The Trauma of a Privileged Youth

Trauma is not a term immediately associated with privileged individuals. Trauma, and associated trauma disorders such as PTSD, are usually seen as reactions to life-threatening traumatic events such as accidents, natural disasters, war, and sexual or physical violence. However, chronic trauma can be caused by long term exposure to emotional abuse, neglect, or abandonment, all of which can sometimes be found in wealthy families.

We have long understood that the risk of depression is greater among those in more affluent Western countries. A study conducted on affluent youth in America demonstrated that they exhibited higher rates of SUD, anxiety, stress, and depression than their less affluent peers.[1]

This article explores the relationship between trauma and privileged youth that results from  a unique combination of stressors.

High Pressure Environments

In a culture of privilege, parenting can become focused on success and failure. In America, we have seen this exacerbated by competition among parents about their own accomplishments and those of their children. Increasingly, parents have become overprotective, demanding, and indulgent while growing more critical of their children’s achievements and characteristics deemed unworthy, such as insecurity, fear, or sadness.

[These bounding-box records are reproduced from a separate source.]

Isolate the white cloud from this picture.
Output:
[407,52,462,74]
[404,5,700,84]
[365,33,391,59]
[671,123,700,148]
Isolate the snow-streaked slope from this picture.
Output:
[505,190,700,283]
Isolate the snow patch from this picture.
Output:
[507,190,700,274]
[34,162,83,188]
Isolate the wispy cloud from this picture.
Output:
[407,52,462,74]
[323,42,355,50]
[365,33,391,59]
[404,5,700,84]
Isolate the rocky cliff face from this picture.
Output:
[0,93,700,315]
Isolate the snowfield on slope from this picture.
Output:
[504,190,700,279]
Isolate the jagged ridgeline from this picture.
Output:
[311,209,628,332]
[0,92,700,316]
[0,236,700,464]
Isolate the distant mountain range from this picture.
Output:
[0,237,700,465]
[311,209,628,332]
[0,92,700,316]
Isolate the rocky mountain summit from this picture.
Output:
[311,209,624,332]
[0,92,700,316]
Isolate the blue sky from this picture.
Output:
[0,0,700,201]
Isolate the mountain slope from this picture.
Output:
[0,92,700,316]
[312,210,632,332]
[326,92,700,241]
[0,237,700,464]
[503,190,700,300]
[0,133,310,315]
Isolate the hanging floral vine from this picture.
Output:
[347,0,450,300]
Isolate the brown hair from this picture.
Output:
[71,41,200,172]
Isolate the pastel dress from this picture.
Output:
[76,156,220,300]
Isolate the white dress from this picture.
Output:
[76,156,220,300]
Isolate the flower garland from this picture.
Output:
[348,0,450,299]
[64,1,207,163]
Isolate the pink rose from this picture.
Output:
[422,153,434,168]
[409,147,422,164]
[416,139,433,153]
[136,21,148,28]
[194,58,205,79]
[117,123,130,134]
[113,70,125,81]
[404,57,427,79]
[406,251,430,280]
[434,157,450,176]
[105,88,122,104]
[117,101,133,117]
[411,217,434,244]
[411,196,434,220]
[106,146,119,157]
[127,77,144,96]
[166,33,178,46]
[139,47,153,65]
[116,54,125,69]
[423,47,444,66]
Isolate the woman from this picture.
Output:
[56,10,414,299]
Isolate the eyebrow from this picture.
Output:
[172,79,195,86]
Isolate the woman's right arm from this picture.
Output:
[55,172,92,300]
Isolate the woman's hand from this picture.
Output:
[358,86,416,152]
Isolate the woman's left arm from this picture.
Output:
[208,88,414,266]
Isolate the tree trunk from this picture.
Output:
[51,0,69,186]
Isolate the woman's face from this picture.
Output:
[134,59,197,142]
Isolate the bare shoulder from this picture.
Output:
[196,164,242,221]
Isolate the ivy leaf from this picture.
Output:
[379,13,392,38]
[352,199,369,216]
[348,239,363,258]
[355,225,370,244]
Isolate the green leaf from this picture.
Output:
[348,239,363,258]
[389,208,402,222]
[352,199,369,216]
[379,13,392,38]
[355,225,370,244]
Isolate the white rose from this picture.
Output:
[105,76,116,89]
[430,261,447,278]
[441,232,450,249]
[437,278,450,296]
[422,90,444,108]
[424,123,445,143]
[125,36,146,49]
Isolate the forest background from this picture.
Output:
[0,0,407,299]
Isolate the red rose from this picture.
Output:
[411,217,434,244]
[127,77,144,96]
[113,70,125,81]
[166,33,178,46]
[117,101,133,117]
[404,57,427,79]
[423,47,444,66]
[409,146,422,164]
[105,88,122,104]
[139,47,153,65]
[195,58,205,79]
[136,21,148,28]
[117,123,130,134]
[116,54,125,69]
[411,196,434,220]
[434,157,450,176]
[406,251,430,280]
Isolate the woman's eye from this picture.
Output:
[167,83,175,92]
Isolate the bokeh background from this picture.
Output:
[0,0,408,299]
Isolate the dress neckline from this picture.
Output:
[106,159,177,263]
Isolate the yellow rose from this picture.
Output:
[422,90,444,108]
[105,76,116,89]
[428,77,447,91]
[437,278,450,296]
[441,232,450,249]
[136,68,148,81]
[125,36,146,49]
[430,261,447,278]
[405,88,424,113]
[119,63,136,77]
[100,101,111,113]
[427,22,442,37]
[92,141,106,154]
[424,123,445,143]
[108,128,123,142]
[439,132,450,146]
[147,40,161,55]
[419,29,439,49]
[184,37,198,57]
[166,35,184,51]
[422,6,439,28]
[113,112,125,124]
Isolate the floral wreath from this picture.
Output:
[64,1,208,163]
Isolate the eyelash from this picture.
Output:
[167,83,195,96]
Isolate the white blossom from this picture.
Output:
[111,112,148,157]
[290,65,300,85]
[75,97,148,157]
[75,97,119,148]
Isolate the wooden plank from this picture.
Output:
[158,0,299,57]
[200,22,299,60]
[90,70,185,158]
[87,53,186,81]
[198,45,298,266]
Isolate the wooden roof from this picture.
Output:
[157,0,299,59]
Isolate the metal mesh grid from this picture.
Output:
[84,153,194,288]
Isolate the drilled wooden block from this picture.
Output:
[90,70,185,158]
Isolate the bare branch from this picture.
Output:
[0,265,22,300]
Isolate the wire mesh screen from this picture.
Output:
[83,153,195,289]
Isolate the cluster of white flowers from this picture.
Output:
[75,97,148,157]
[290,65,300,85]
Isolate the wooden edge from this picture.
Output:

This environment is driven by stress and the pressure to achieve. Children of privilege are often pushed to excel both academically and in extra-curricular activities such as sports or the arts.[2]

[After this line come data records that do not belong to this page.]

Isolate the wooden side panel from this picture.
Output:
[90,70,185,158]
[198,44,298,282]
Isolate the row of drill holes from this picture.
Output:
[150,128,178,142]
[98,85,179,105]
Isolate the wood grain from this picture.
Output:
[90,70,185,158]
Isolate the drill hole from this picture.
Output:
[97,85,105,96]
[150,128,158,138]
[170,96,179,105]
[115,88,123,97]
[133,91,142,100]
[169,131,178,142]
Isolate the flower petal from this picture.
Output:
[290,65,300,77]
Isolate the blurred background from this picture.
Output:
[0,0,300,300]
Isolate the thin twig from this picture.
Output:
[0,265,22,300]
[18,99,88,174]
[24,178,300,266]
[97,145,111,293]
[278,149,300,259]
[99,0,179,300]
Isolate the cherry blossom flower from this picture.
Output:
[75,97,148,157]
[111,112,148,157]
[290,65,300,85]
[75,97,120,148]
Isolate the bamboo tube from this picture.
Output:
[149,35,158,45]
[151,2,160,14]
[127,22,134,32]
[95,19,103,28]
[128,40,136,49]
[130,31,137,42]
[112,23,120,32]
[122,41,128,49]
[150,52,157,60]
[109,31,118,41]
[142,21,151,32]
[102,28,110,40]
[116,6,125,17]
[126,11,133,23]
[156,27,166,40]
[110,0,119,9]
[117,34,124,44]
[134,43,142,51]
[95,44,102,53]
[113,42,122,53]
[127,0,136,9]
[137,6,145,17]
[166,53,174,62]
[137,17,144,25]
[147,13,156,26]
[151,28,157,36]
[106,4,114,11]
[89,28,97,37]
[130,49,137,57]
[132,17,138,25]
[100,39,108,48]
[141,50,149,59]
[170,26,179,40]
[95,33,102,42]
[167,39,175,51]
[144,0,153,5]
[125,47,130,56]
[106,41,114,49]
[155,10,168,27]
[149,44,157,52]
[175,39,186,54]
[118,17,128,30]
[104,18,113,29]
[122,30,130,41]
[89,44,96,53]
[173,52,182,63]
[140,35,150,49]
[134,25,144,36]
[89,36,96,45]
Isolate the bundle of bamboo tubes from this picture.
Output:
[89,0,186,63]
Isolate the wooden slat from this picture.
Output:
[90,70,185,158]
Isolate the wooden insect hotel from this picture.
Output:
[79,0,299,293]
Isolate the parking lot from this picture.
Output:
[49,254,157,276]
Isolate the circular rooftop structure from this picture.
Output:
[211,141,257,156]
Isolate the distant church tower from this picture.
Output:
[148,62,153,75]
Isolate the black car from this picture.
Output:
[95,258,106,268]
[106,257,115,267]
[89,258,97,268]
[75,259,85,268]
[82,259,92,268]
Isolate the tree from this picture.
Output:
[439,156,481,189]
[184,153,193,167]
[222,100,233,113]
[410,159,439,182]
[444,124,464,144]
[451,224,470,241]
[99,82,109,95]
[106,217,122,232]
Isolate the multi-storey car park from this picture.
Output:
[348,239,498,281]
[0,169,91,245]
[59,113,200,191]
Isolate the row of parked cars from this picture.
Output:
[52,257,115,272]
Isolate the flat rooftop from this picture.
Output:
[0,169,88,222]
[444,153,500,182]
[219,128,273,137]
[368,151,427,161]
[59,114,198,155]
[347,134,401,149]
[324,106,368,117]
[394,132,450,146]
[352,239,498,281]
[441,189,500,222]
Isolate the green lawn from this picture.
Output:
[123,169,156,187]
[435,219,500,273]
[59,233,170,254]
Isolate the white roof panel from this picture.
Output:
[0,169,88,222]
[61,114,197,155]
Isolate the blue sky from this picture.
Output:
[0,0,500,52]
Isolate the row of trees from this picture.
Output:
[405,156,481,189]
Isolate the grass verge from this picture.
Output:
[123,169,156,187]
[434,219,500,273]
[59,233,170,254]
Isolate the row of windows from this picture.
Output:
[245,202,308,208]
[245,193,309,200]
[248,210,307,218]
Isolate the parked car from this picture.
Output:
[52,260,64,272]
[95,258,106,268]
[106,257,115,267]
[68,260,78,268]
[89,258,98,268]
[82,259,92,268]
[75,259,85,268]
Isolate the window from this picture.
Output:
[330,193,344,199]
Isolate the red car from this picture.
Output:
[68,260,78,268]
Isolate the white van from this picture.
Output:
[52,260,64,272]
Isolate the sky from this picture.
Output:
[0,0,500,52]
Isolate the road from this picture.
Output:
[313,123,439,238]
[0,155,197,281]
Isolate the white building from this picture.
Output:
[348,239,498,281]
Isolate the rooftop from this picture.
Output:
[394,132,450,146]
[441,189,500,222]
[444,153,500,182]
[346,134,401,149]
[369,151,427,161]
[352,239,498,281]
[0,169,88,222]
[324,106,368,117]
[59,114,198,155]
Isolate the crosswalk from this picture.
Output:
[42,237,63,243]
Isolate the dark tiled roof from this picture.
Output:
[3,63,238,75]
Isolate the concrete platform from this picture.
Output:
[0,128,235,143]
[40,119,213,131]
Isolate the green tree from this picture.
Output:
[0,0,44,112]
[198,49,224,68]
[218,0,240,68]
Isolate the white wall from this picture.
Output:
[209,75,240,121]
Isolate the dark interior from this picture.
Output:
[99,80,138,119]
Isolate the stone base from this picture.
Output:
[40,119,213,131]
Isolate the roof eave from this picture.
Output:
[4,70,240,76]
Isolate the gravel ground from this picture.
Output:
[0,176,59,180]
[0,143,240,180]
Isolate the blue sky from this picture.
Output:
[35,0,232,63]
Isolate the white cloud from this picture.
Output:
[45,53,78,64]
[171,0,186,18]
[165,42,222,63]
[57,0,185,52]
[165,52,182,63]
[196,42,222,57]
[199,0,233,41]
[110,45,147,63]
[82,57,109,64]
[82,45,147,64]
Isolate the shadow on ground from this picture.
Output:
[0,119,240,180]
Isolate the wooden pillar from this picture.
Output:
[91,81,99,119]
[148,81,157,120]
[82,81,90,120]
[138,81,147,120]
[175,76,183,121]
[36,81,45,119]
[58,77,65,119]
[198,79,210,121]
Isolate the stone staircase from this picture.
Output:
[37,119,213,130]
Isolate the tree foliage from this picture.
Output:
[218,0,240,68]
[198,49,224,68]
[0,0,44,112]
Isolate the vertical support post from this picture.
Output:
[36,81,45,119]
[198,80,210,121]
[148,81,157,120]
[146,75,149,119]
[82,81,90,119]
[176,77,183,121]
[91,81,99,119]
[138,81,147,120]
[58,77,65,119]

Children’s self-esteem and sense of self-worth are significantly impacted as they strive to reach the impossibly high standards and goals set for them by their parents.

This type of fear-driven parenting is understood to disrupt a child’s natural healthy attachment process. Instead of developing into autonomous, independent, and confident individuals, they are more at risk for developing narcissism, codependence, and an overall lack of confidence, which can translate into incompetence as adults.[3]

Neglect and Abandonment

Children from affluent families are more likely to be left at home for extended periods of time in comparison to their counterparts. The reasons for this are two-fold: [4]

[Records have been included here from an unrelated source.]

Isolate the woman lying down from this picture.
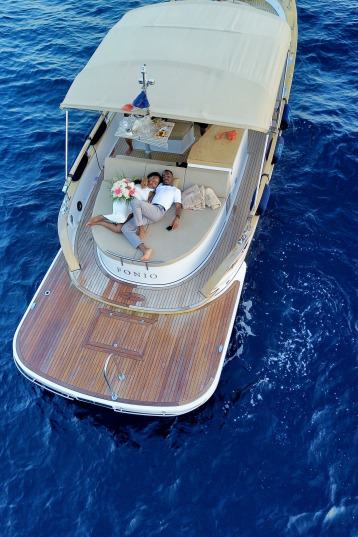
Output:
[86,172,160,233]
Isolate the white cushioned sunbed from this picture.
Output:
[91,156,229,263]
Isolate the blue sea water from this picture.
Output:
[0,0,358,537]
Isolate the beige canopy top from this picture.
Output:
[61,0,291,132]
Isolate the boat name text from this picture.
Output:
[117,267,158,280]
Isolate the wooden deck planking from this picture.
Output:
[17,254,241,405]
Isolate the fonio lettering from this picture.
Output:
[117,267,158,280]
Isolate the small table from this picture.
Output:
[115,116,174,149]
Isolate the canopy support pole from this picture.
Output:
[62,108,70,194]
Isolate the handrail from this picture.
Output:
[103,353,126,401]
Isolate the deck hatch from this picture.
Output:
[84,309,157,360]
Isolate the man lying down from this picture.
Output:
[86,170,182,261]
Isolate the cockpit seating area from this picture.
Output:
[91,155,230,263]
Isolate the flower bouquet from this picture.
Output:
[105,173,135,223]
[111,174,135,203]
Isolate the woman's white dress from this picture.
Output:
[103,185,153,224]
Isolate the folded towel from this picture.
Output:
[205,188,221,210]
[181,185,205,211]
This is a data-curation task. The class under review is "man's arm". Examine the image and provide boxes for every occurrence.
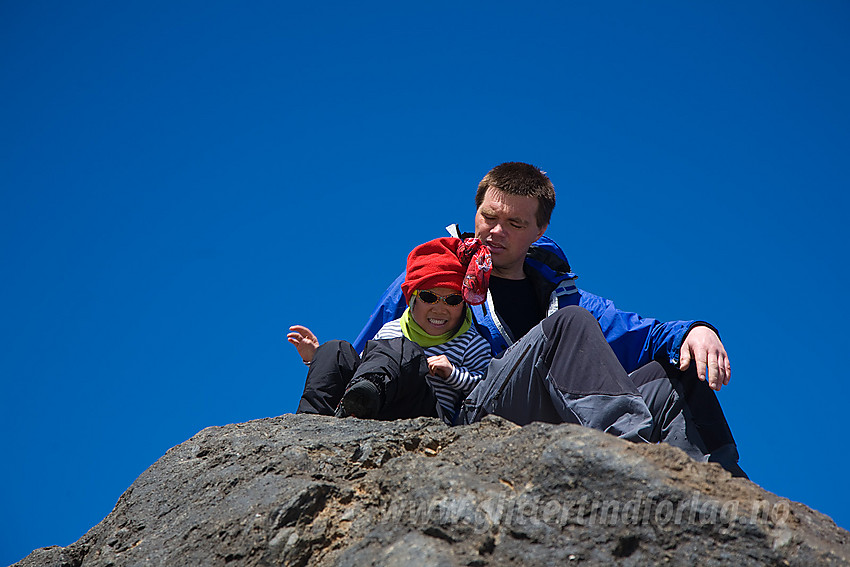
[579,290,729,382]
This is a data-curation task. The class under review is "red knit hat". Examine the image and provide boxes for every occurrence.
[401,237,493,305]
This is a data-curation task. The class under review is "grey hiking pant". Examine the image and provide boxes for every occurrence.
[455,306,743,476]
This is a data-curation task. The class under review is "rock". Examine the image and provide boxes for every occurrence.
[17,415,850,567]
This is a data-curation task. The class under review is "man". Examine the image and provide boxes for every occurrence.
[354,162,746,476]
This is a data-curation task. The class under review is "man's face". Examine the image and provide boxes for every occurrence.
[475,187,546,279]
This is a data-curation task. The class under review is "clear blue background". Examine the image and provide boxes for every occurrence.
[0,0,850,564]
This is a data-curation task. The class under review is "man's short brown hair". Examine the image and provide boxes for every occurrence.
[475,161,555,228]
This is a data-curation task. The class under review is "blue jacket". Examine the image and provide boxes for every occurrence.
[354,229,713,372]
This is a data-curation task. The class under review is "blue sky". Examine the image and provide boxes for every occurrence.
[0,0,850,564]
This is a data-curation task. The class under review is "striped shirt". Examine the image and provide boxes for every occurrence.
[374,319,492,420]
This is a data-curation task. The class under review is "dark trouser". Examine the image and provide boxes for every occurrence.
[458,307,652,441]
[629,362,747,477]
[296,337,438,420]
[458,307,743,474]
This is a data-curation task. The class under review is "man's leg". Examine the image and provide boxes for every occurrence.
[629,362,747,478]
[458,307,652,441]
[295,340,360,415]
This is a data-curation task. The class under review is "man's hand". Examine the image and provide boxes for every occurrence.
[286,325,319,364]
[428,354,455,379]
[679,326,732,391]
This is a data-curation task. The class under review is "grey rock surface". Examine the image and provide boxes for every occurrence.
[17,415,850,567]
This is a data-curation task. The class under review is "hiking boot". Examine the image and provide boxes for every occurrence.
[334,375,383,419]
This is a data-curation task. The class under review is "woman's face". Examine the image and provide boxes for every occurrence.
[410,287,464,336]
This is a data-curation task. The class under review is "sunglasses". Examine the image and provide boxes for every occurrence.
[413,289,463,307]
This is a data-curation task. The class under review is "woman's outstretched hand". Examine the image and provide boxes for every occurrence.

  1. Parents from wealthy families are more likely to overestimate a child’s level of self-sufficiency, resilience and responsibility when left to fend for themselves.
  2. Parents are often high earners due to demanding jobs, or senior level positions, which require significant time away from the house.

The result is that routine activities such as school drop off, pick-ups, activities, and sharing meals are greatly diminished. These moments are crucial for parent-child bonding and healthy attachment bonds to form.

These children are additionally more likely to be placed under the care of nannies or housekeepers. Even if the care is excellent and emotional and physical needs are met, children will lose the opportunity to bond fully with their primary caregiver and are likely to grow up feeling unloved or unwanted by their parents.

These children are likely to experience intense feelings of neglect and physical and emotional abandonment. 

Boarding School Syndrome

Boarding schools are widely an English phenomenon, but their prevalence and popularity have spread across the Western world in recent years. The aforementioned feelings of abandonment are further compounded by a child’s being sent away to school, and there is a wealth of research on the psychological issues this can cause.

Wealthy families often assume that sending their children to an elite boarding school is the best decision for both a child’s education and social development. There is often an assumption that those who attend these schools are at an advantage and will form strong networks of influence with peers, have greater opportunities, and go on to find gainful employment and a good income.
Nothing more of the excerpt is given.